Slashdot Mirror
The Case for Rebuilding The Internet From Scratch
dotnothing writes "I just caught a column on a security site advocating for a total start from scratch as far as certain internet protocols like SMTP. It's an interesting idea and there are some ideas on how to conduct the transition... if everyone would agree on something like this it would definitely reduce the spam (among other things)."
And to test your IPv6 connectivity - http://ipv6.umtstrial.co.uk/
Get your own free personal location tracker
I can see IPv6 being phased in in the next couple of years as the IP problem becomes more intense and NAT becomes even more of a royal pain in the backside. What I don't see happening is twenty years of maturity (in some form) being tossed out the window. It would be a shame to see existing protocols being dumped because they arn't secure - most of the time it is the IMPLEMENTATION that doesnt work or has flaws. Many software packages should be scrapped altogether and rewritten and designed from the top - sendmail is the example that comes straight to mind. So many flaws have come out over time it is silly. I'm not saying SMTP itself isn't flawed though, it most certainly is.
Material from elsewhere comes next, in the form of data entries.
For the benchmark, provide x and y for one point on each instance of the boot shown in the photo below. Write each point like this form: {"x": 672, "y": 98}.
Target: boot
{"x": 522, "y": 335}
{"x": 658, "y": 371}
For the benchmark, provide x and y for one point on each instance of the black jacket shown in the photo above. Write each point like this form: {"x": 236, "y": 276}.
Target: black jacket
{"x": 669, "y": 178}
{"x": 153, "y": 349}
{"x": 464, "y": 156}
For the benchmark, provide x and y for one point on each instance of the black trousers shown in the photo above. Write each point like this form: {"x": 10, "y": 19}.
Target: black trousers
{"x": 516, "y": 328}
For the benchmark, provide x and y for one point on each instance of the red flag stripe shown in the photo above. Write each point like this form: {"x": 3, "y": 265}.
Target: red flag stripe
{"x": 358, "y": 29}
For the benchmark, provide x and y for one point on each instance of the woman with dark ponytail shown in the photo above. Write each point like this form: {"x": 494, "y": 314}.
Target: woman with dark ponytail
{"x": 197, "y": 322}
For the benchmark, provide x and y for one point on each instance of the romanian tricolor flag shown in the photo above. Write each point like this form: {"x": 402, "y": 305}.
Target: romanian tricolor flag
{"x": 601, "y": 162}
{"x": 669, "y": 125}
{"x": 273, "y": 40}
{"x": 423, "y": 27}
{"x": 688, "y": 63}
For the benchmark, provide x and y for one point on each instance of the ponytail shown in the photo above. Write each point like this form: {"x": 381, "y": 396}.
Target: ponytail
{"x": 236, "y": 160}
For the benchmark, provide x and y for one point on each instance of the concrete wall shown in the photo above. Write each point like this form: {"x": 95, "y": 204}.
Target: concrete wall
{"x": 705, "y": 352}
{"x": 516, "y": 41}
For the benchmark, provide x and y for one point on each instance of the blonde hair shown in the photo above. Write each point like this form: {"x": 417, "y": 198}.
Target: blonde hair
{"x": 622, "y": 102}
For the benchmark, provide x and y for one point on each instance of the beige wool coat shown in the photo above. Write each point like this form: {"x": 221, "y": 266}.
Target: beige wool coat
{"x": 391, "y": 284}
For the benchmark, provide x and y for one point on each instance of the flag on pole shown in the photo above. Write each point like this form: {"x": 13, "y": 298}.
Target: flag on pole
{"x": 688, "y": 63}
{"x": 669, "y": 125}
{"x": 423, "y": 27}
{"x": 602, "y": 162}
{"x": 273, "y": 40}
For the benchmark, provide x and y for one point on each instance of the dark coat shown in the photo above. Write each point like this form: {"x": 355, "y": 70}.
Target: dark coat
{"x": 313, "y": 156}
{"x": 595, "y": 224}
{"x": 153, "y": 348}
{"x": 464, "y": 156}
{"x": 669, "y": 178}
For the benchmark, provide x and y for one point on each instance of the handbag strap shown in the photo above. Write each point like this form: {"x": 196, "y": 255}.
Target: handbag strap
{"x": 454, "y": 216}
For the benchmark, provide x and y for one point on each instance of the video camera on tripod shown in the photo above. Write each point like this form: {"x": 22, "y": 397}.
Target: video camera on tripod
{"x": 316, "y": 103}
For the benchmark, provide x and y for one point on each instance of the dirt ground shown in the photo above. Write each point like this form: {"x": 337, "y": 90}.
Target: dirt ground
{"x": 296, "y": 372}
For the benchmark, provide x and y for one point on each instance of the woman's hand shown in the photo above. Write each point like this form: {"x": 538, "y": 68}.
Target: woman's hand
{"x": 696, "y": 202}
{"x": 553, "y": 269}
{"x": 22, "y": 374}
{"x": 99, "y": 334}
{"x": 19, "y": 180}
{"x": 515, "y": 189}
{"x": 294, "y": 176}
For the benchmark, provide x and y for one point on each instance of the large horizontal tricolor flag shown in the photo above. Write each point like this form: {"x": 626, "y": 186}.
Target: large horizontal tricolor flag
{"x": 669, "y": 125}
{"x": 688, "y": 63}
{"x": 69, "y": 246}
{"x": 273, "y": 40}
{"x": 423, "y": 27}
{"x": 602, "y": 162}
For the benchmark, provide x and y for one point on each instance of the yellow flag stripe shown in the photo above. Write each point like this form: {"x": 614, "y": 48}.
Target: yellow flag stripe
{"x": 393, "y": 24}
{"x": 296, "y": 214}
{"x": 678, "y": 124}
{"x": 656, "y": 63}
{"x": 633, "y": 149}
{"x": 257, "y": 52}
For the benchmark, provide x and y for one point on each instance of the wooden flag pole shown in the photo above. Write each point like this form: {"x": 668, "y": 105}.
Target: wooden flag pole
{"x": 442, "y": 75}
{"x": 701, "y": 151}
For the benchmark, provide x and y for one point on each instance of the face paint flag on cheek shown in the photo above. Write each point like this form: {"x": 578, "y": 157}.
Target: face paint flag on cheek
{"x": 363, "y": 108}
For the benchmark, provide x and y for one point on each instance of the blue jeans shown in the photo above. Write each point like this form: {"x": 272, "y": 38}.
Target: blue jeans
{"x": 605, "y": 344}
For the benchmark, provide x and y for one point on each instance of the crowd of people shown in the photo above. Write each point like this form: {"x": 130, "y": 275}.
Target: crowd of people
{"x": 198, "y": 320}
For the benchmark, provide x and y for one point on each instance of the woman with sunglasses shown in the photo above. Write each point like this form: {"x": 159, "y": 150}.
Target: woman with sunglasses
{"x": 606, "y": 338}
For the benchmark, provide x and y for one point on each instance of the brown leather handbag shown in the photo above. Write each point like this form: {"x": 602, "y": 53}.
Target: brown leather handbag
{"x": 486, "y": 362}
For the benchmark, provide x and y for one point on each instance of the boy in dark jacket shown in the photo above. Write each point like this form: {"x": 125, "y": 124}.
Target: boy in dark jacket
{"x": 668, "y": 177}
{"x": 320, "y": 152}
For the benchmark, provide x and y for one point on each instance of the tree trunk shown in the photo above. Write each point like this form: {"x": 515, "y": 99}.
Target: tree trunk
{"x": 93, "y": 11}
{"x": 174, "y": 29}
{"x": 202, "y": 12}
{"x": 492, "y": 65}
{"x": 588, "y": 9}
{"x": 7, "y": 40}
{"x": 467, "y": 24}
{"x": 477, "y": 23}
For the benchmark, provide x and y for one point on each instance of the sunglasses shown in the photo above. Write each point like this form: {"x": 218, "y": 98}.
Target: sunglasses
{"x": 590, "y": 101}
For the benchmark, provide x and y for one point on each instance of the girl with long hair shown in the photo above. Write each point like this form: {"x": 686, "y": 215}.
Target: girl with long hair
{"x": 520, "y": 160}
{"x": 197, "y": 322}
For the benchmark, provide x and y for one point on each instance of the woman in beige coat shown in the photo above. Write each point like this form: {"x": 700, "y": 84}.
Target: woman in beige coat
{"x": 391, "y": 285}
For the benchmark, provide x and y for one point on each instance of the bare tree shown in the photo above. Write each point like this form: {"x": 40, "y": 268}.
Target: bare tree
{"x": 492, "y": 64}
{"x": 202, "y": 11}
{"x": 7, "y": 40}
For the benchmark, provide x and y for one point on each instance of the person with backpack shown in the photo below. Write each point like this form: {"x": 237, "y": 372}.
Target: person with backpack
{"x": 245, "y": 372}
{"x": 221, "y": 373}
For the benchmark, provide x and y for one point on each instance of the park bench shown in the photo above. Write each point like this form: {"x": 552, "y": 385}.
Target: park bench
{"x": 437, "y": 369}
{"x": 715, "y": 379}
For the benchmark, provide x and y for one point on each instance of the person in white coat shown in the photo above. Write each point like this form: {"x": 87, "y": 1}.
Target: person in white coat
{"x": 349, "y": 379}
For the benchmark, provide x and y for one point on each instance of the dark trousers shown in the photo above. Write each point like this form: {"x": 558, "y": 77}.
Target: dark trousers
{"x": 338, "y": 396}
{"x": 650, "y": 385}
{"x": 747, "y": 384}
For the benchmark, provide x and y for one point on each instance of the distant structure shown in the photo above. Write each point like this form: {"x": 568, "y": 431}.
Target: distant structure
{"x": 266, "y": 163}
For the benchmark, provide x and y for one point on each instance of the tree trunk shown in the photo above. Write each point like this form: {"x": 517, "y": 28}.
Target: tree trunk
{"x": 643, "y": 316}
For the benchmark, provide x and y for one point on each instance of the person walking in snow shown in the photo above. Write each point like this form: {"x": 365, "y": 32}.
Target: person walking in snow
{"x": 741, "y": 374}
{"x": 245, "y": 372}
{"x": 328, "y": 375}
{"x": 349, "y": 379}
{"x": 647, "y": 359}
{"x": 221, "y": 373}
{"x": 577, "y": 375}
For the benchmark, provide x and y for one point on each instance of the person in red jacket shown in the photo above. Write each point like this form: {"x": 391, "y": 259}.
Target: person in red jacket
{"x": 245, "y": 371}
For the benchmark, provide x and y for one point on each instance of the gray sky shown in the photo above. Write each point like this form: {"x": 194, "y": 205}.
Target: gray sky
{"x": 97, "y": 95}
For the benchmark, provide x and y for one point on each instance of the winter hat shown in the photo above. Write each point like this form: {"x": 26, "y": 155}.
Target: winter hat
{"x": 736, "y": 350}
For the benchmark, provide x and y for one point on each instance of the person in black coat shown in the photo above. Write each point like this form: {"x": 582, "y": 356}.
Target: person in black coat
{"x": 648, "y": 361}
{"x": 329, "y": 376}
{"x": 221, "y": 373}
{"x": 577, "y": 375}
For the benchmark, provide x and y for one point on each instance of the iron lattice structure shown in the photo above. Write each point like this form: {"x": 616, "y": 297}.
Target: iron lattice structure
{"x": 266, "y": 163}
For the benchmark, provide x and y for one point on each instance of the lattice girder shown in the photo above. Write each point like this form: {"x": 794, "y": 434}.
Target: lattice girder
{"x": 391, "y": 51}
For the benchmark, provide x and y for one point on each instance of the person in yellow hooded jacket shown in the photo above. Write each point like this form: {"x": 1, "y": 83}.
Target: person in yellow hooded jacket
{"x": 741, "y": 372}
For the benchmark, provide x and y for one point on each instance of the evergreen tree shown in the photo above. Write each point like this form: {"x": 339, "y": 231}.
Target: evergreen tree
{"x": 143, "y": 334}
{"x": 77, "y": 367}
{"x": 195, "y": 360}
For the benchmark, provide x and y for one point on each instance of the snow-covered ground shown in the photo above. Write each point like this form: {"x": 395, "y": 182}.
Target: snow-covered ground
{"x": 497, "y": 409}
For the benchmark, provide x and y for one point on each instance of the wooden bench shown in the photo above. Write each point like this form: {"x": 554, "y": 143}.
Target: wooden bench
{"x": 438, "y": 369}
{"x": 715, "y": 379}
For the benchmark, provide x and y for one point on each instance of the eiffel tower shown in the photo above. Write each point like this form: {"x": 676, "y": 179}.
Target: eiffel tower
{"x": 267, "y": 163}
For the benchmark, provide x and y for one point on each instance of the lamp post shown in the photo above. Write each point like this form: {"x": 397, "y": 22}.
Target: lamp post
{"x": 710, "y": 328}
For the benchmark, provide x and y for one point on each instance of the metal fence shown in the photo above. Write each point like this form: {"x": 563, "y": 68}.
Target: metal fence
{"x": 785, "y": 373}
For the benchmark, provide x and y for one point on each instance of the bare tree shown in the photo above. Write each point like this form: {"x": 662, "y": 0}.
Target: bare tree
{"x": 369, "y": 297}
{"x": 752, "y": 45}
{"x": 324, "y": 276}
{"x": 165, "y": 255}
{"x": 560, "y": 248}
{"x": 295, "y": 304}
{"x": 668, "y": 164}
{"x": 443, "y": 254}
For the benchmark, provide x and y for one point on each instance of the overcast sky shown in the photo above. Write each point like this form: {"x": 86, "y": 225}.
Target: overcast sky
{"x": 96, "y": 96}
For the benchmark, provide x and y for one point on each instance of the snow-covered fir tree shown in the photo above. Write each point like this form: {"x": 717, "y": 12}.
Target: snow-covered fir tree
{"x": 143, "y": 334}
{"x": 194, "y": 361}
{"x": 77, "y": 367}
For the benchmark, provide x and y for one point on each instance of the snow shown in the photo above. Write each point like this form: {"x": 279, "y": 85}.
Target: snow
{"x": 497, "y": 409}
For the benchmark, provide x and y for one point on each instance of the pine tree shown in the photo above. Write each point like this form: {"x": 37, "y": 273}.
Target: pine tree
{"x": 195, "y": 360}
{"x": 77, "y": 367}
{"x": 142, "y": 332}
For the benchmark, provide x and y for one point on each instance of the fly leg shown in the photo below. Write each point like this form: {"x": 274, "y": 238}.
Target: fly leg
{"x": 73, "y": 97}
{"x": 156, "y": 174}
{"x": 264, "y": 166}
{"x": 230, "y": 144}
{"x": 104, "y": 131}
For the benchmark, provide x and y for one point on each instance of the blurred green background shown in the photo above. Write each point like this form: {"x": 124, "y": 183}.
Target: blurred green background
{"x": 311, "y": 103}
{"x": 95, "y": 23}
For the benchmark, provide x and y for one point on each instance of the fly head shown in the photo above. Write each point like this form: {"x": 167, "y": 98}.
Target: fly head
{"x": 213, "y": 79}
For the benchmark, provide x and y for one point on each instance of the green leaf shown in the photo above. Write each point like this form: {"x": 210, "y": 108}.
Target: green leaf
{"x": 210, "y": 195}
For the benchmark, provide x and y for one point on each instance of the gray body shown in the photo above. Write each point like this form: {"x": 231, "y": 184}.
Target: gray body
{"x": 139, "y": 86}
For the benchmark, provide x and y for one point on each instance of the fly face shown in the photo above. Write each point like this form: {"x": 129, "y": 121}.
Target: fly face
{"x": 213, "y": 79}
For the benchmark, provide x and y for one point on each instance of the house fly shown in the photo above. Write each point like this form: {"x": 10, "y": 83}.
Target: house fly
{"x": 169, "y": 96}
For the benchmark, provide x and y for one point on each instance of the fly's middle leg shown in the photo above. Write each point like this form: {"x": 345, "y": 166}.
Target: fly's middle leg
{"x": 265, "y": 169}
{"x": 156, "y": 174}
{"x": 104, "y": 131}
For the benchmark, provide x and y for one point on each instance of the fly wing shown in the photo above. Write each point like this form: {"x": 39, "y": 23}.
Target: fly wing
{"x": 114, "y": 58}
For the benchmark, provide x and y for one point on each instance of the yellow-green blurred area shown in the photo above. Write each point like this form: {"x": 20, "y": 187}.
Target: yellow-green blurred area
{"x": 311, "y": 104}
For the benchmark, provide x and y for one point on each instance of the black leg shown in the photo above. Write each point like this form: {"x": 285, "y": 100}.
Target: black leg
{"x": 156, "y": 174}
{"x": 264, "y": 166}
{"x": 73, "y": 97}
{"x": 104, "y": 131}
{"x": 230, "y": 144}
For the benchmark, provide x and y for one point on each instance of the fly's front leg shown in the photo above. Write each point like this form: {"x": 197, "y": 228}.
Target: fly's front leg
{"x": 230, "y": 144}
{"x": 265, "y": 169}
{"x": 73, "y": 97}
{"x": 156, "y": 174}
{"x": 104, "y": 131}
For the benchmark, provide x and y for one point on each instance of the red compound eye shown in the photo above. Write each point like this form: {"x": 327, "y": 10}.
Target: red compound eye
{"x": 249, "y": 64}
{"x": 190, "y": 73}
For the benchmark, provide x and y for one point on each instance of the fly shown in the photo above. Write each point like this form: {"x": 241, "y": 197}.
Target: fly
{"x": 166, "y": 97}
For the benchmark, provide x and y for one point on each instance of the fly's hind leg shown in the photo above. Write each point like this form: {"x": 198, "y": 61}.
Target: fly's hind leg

The people at PlanetJailbreak have designed, from scratch, on paper, the UT2003 version and the work has appeared to have paid off - an incredibly low number of bugs from their alpha testers have been reported. Where there have been many flaws in a package based on a fundamentally old codebase it should be rewritten totally, regardless of it being server or client software. The problem would be getting people to adopt - many people never patch a thing.
I'm the author of the column under discussion. I hope I got my point across that whatever merit I see in this I doubt it could succeed in less than a long time.
But I don't see the spam filtering and security companies as the main obstruction. I see millions of users and companies who would have to change applications as the real problem. Whatever the benefits, this would be highly disruptive. As others have pointed out, look at how long it's taken to get almost nowhere with IPv6.
Register your own domain or get an address like blah.ath.cx. Then host an SMTP server. You will get email addressed to anything under that domain.
If you need to give a site your email addy, leave in a reference to that site. eg slashdot@myname.ath.cx. That way if someone sells your address, an address leaks, or whatver, you know EXACTLY who is responsible, and you can block junk mail without affecting legitimate email.
Ive been using this technique for quite a while. I can check my email and be confident I have no spam whatsoever. At times when I got spam, it always turned out it was a single site that leaked my addy, and I easilly identified and blocked it.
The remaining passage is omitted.